BRUSSELS (Dec. 28)
A new attempt to force anti-Semitism upon the Czech population in Bohemia-Moravia, which has hitherto stoutly resisted all previous efforts, has been launched in the Nazi “protectorate” with formation of a new Fascist anti-Semitic organization called the “Czech National Camp.”
The German newspaper Koelnische Zeitung reports that Jan Rys, former editor of the Czech newspaper Vlajka, is leader of the group. Members of the organization are known as the Vlajkari, wear uniforms and give the Fascist salute.
The Vlajkari program’s principal plank is introduction in the “protectorate” of the Reich social legislation and the Nuremberg racial laws. The Camp cooperates with the Moravian Fascists, under the leadership of Jaromir Vala, in a National Committee for Action, the aim of which is to “open the eyes of the Czech population to the racial problem.”
The committee has issued five anti-Semitic pamphlets and has organized an exhibition in Prague which has the slogan, “Jews and Freemasons are the Scourge of the World.” According to the Koelnische Zeitung, the exhibition has scored a great success.
The Nazi newspapers are taking special pains to convince the German reader that the anti-Semitic movement in the “protectorate” has not been inspired by the Nazis but is a native development which was suppressed by the former republic but has been given rein under the opportunity for free development accorded to the Czechs under the “protectorate.” Organs of the new Camp point out that the organization considers German National Socialism as “an ally. They feature a declaration by rys in which he states that the Vlajkari are “ready to collaborate without reserve with Germanism in the protectorate.”
The general aim of the Nazi press is to conceal the fact that anti-Semitism has made little headway in the “protectorate,” despite pressure of the Gestapo, German secret police.
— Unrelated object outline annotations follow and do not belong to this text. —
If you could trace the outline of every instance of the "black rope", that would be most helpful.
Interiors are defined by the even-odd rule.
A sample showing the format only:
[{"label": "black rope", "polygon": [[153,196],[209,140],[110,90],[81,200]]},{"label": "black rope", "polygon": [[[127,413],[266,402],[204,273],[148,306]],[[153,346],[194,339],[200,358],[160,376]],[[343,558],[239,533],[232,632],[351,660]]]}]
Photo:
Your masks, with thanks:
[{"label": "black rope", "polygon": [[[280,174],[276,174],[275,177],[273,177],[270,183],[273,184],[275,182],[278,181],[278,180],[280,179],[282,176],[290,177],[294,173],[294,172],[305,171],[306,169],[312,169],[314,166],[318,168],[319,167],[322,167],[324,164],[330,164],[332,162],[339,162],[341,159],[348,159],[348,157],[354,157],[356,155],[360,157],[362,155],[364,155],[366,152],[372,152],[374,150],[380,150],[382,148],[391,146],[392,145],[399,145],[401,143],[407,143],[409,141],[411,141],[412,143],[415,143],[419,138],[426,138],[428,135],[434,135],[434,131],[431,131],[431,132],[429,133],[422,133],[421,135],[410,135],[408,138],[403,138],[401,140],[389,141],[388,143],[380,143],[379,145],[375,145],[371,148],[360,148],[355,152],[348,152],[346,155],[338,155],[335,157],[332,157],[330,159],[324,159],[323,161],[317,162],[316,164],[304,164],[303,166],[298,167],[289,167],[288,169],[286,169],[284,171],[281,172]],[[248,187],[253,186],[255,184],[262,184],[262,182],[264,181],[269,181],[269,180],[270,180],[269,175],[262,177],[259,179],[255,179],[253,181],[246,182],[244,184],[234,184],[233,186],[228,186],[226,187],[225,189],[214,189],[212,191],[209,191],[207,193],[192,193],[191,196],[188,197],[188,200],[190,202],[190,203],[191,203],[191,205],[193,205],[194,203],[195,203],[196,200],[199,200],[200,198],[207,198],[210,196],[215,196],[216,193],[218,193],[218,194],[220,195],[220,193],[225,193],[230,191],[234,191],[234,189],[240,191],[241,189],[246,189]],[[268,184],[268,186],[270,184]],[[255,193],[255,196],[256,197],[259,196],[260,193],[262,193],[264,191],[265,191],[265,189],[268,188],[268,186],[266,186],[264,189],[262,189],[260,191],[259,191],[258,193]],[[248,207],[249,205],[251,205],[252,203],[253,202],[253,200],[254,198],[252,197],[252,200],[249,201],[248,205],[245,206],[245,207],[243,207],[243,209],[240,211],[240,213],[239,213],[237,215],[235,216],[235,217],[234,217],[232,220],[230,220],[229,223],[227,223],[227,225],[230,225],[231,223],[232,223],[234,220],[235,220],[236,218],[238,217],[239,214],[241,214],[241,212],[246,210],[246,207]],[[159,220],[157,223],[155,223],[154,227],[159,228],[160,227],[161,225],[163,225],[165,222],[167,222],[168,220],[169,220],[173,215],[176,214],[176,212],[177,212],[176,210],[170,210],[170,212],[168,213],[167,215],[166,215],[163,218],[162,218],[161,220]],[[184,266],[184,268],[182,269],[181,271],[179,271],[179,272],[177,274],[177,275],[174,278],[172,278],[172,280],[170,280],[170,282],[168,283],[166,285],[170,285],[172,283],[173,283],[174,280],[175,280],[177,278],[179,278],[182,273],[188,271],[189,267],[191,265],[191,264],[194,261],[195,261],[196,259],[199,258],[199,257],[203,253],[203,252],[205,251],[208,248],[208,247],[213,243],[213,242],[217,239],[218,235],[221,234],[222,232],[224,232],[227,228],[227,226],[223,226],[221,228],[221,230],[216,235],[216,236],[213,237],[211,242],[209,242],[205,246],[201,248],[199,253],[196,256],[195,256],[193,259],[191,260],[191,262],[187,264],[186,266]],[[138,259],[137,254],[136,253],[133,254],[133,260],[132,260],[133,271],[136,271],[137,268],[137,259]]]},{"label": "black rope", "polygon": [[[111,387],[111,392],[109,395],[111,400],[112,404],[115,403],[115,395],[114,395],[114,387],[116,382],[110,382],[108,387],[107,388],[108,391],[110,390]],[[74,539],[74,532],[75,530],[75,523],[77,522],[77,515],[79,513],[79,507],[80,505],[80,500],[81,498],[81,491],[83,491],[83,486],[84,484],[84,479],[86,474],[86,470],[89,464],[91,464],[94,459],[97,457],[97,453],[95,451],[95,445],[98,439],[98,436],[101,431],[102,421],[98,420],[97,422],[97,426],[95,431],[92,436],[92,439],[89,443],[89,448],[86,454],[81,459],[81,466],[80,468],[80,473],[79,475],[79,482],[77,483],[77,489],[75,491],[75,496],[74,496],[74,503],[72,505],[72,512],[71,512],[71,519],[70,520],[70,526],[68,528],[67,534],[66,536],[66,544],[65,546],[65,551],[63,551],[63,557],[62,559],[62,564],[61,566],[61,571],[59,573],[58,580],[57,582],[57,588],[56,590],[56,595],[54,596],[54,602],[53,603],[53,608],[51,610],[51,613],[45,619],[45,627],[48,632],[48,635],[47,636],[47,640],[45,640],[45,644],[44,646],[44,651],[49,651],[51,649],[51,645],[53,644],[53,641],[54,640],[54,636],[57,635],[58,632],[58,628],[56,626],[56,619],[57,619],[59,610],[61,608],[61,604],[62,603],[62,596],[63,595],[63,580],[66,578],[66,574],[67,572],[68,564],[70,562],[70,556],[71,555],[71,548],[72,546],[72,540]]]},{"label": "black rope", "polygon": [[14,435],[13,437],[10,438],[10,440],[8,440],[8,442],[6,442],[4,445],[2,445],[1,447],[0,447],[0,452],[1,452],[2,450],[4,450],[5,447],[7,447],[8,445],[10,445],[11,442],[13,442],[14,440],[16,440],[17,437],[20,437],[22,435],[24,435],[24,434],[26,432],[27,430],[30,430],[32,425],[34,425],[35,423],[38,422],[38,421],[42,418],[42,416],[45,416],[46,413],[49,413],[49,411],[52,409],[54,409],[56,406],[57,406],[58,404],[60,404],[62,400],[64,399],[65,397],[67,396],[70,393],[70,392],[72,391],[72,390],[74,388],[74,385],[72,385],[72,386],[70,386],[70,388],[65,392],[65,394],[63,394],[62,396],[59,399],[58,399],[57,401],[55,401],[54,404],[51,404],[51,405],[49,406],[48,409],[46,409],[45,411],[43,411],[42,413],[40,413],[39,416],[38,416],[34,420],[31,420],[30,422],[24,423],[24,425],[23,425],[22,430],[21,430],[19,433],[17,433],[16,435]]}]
In spite of efforts to show that a majority of the subjugated populace is friendly to the Reich, the press is unable to conceal the fact that the Czechs do not act against the Jews unless the Gestapo forces their hand.
Emil Hacha’s Camp of National Unity, Czech organization led by the president of the “protectorate,” is criticized by the Nazi papers for failure to recognize the racial problem in Bohemia-Moravia. Citing figures to prove the alleged domination of Jews in cultural spheres, the German press complains that this domination never disquieted the Czechs.
The Koelnische Zeitung criticizes the Czechs because they failed to place in power the Fascists Radula Gadja and Jiri Stribrny after the resignation of President Eduard Benes, thus obliging the Nazis to establish a “protectorate” in order to see that the Jews were excluded from cultural and professional life.